Mawer Investment Management Ltd.
- Formerly: Mawer & Associates
- Company type: Private
- Industry: Investment Management
- Founded: 1974; 51 years ago
- Founder: Charles Mawer;
- Headquarters: Calgary, Alberta, Canada
- Key people: Craig Senyk (Chairman); Jim Hall (President);
- AUM: CA$90.4 billion (September 2024)
- Number of employees: 280+ (2024)
- Website: www.mawer.com

= Mawer Investment Management =

Canada asset management firm

Mawer Investment Management (Mawer) is a Canadian investment management firm headquartered in Calgary, Alberta.
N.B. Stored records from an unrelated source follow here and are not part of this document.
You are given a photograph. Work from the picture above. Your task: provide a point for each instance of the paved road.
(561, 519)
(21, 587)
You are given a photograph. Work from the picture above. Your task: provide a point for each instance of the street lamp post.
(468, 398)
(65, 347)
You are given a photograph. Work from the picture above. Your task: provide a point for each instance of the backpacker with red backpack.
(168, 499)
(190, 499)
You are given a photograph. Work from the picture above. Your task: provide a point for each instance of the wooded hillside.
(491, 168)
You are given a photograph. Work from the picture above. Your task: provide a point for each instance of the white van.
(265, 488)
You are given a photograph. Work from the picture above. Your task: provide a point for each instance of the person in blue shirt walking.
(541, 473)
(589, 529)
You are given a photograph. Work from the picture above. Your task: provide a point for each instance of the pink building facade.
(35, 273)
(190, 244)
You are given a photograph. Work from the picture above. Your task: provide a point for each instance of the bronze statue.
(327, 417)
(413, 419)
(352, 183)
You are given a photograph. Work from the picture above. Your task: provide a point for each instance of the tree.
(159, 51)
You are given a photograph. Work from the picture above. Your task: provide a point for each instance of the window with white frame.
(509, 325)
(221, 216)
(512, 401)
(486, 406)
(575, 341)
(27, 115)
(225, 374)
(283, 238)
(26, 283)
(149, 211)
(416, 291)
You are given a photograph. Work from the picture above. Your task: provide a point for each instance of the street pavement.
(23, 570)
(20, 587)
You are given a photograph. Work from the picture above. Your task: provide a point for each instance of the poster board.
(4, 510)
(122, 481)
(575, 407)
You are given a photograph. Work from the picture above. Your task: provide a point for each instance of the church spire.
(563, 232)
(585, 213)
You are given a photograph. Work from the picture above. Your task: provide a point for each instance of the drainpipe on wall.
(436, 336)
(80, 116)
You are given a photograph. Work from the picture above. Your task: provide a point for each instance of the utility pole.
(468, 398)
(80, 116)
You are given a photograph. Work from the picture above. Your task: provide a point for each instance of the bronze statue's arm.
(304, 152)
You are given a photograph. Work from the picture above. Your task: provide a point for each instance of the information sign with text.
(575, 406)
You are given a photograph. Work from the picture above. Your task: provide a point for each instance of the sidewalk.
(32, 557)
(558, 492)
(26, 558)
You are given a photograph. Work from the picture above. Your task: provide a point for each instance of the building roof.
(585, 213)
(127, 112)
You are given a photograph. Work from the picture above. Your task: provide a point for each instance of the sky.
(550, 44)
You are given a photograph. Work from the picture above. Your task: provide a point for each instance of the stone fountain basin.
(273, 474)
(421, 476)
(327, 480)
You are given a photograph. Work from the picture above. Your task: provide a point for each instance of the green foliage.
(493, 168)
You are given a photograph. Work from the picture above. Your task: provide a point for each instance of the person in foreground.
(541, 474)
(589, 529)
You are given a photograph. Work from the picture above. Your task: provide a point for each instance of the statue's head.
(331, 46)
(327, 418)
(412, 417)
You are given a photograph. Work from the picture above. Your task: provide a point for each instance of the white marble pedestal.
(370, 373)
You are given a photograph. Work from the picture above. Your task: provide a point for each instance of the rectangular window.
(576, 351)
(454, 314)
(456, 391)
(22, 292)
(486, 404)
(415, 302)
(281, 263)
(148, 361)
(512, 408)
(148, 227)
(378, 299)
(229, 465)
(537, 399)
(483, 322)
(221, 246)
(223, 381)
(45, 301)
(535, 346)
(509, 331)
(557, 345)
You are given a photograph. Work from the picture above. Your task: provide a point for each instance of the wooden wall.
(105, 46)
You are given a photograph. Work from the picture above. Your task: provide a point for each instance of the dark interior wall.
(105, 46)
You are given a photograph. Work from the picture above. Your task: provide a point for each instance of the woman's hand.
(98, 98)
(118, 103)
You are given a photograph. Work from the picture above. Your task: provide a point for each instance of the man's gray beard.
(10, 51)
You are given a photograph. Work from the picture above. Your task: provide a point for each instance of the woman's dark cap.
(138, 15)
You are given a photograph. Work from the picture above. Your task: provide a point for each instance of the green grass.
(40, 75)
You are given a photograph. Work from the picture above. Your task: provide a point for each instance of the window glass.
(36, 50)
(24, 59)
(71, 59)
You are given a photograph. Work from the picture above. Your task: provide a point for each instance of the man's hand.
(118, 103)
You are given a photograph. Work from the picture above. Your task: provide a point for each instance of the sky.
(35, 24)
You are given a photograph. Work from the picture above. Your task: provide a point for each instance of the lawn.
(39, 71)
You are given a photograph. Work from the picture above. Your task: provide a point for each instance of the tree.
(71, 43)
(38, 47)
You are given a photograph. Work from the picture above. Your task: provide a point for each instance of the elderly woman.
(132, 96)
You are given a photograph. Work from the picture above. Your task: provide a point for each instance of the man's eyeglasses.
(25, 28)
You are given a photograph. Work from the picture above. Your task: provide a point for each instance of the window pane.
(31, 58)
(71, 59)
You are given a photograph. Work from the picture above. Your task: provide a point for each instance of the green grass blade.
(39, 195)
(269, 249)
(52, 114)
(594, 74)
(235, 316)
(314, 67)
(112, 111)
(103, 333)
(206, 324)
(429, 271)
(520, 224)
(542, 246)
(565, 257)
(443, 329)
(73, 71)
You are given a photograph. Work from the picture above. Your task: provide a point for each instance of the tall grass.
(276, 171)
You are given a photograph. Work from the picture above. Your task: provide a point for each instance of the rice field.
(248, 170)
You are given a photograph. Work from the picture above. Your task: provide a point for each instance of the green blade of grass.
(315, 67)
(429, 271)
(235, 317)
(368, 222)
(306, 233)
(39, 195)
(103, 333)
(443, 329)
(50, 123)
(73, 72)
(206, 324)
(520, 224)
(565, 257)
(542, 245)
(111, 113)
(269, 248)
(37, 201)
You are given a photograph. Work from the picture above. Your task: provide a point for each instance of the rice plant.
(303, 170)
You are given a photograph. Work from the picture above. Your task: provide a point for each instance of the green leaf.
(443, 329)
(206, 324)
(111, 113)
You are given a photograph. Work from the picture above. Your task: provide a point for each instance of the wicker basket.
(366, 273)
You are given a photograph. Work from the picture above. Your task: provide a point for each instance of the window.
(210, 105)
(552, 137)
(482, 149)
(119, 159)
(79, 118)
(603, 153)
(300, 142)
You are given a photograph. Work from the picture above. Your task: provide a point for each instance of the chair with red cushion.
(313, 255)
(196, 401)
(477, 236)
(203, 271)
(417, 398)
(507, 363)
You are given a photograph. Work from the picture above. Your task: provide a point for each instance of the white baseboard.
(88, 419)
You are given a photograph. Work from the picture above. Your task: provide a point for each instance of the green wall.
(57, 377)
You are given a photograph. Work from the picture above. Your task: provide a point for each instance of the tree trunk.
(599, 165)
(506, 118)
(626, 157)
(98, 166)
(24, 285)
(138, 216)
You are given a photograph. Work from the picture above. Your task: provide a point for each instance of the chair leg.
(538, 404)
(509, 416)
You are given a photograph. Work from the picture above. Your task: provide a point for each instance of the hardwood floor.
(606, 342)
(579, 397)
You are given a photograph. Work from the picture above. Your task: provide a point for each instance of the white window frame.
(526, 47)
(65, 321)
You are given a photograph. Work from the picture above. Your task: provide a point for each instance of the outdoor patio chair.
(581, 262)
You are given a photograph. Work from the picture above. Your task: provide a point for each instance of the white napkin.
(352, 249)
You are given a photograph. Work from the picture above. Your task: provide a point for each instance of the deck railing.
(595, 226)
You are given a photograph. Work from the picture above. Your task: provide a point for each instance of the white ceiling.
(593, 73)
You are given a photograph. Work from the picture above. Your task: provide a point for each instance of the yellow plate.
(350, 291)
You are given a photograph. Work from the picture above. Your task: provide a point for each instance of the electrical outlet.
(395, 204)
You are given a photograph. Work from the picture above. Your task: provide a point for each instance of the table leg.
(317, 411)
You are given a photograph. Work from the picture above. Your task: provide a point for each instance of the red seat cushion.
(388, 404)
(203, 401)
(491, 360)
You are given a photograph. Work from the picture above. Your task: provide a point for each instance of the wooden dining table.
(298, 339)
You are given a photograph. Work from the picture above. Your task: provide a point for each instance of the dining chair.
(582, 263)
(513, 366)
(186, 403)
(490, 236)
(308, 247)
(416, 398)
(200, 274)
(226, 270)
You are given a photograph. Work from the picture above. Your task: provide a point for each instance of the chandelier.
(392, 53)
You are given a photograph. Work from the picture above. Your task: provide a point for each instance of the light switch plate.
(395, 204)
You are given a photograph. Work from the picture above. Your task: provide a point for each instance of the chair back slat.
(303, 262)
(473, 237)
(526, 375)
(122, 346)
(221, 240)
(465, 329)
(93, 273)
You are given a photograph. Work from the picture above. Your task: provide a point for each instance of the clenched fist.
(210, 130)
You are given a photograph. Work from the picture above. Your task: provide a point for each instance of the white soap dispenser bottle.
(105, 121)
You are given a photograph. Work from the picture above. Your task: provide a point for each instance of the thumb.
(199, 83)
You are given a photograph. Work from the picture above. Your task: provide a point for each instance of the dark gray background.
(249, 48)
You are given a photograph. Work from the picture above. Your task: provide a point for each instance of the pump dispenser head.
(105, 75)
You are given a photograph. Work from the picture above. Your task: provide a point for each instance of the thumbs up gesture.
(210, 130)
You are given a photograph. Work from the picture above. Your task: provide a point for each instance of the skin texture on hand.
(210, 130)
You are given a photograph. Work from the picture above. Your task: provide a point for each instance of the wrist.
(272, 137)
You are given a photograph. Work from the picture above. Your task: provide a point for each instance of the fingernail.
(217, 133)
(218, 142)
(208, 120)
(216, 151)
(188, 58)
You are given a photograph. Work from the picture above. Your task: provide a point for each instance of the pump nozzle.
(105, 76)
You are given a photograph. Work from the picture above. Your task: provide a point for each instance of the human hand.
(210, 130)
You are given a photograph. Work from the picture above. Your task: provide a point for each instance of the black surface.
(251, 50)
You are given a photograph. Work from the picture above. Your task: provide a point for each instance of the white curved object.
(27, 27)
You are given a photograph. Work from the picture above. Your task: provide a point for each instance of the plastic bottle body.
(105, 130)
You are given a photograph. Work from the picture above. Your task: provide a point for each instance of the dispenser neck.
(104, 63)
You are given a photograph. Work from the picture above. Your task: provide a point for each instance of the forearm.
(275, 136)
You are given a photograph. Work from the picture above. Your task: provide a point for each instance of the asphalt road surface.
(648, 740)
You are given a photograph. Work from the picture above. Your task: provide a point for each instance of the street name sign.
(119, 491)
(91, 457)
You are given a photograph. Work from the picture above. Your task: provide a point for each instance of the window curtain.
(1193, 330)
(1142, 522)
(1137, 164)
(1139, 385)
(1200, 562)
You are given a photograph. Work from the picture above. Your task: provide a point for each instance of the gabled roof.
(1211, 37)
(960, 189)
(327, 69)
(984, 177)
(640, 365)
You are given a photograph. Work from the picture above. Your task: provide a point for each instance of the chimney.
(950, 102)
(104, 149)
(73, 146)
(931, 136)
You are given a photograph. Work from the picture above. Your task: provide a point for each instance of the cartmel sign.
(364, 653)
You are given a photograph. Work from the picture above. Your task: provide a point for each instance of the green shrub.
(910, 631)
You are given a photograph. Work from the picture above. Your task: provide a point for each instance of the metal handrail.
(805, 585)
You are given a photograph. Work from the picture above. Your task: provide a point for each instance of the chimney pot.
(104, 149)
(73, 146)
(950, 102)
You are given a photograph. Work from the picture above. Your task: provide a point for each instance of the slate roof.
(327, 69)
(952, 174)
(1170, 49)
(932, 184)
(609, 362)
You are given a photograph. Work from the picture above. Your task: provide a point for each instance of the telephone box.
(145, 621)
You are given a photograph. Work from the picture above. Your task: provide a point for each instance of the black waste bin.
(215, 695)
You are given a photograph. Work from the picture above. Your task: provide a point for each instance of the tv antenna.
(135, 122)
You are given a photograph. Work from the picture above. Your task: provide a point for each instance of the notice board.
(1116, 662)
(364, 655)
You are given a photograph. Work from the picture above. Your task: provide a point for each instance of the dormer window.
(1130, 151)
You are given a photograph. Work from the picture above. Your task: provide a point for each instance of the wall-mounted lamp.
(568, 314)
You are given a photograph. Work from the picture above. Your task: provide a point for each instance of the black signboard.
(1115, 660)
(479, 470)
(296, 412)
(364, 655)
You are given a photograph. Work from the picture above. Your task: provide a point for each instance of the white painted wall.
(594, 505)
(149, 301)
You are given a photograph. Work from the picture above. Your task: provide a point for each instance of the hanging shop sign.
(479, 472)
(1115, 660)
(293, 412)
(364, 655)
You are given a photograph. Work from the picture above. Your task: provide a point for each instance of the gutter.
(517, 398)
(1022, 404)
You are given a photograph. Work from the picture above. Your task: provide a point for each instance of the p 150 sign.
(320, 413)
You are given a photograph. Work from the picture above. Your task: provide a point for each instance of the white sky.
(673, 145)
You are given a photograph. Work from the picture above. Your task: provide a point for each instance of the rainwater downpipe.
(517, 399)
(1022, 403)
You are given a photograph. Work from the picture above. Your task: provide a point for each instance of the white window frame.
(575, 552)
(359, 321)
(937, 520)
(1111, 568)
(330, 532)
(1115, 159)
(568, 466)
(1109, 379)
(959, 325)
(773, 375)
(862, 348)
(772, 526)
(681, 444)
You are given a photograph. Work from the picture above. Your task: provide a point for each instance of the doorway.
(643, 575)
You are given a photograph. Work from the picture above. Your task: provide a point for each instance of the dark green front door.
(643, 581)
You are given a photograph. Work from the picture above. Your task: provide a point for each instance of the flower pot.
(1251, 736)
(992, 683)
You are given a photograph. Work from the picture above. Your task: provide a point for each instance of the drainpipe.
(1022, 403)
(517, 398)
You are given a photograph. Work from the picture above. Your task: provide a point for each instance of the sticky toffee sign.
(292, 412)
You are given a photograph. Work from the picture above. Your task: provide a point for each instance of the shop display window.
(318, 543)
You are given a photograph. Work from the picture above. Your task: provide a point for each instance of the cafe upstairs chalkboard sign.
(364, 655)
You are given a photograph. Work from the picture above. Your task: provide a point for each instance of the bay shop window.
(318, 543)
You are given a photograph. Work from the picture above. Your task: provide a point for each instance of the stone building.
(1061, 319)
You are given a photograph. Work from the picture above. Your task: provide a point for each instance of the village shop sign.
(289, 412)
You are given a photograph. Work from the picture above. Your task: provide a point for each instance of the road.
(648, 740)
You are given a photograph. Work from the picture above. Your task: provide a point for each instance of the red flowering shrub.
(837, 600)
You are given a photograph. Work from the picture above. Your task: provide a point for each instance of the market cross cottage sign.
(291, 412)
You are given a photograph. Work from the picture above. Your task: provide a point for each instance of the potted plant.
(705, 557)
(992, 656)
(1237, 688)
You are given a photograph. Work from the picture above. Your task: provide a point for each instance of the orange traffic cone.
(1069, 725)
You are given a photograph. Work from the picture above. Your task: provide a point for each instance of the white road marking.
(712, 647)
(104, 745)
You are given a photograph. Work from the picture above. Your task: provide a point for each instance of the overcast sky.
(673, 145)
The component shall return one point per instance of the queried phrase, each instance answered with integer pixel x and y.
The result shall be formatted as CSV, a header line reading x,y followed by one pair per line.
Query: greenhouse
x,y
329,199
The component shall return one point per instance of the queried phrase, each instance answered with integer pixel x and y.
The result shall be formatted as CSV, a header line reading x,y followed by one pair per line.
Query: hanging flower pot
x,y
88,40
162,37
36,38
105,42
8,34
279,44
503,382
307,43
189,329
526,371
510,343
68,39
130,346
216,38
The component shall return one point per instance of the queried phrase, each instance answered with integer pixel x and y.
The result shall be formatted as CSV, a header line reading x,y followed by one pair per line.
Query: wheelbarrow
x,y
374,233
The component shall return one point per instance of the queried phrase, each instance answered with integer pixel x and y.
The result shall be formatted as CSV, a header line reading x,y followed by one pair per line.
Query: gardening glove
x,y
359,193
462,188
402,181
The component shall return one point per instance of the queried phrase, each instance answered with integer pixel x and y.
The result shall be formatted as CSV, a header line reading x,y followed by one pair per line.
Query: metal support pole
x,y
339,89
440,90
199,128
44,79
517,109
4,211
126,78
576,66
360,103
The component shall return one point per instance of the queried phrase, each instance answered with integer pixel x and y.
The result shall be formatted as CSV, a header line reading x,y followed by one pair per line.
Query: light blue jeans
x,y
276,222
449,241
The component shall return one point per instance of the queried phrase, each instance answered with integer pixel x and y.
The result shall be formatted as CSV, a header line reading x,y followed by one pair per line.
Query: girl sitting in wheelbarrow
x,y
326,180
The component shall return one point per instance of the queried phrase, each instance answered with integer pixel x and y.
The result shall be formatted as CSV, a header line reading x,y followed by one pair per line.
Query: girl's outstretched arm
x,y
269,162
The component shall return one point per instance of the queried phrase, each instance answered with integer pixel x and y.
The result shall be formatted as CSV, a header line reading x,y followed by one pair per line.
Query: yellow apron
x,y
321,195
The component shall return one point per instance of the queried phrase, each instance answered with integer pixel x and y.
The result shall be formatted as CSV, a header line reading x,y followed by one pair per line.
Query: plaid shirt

It acts as a subadvisor for Manulife Investment Management.

== History ==
In 1974, stockbroker Charles Mawer founded the company originally as Mawer & Associates. It focused on looking after money for high-net-worth individuals and pension funds in the form of investment funds.

In 2005, ten years after its founder retired from running it, Mawer was selected by Manulife Investment Management to manage its investment funds in a subadvisory capacity.

In November 2018, Mawer hired Bank of Nova Scotia to explore options such as a sale; this came at a time when other Canadian asset management firms were being acquired. However, in December, it decided to remain independent.

With the philosophy of buying strong, growing companies at cheap prices, it has been noted for charging low management fees compared to its peers. Due to lower commissions, financial advisers have avoided selling Mawer funds. The partnership between Mawer and Manulife have allowed more generous and less visible compensation structures for funds.